The City of Cape Town says it recorded an increase in dam levels at about 0,5%, although consumption also increased by 6,7%.
It says the collective consumption over the past week was 554 million litres of water per day compared to the 519 million litre consumption of last week.
The City says this places Cape Town 104 million litres above the usage target of 450 million litres per day that the national Department of Water and Sanitation has set as a requirement.
“Although there has been a slight increase in dam levels of 0,5%, to an overall level of 21,4%, as a result of some rainfall and lower evaporation rates,” said deputy mayor Ian Neilson.
“We need to continue to stretch the remaining water in our dams as we simply do not know how much rain we will receive over the winter months.
“From this morning (Monday 14 May), our dams are just 0,1% below our water supply level on the same day last year. This is an incredible achievement of water saving by the people of Cape Town, given that the dam levels at the start of the year were at 31%, compared to 46% last year.
The statement was released before the Western Cape High Court reinstated Patricia de Lille as Mayor of Cape Town on Tuesday 15 May.
Said Neilson: “We do know that the majority of our water users are doing their best to lower usage to 50 litres per day to get to the requirement of 450 million litres, but there may be a bit of complacency creeping in. I would like to call on all Capetonians to remain on course with their savings efforts.

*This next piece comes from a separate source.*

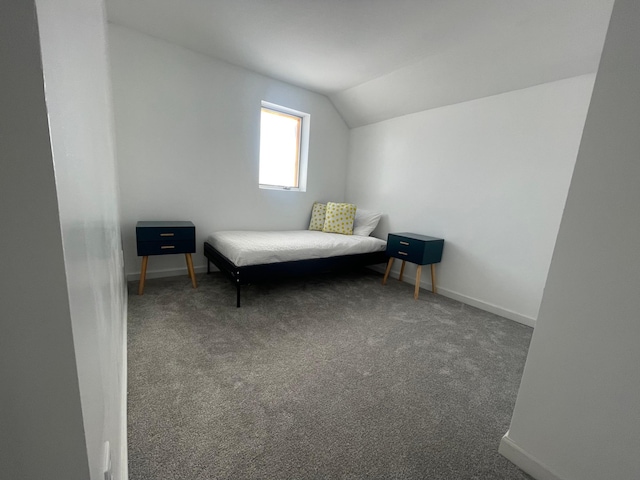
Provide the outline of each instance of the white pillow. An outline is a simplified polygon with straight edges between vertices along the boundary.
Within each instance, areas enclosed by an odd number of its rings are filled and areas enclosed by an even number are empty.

As Cape Town has shown the rest of South Africa and the world already, we are capable of meeting challenges head-on and pulling together to do what is required.”
He said from the City’s side, they continue to work 24/7 to help keep Day Zero away.
Neilson said in addition to their internal water-saving efforts and their advanced pressure management programme, which is saving approximately 52 million litres of water per day, the water resilience programme will bring more of their augmentation projects online over the coming months.
“However, we still do not know how much rainfall we are likely to receive over the winter season, so we simply cannot afford to relax our savings efforts,” he warned.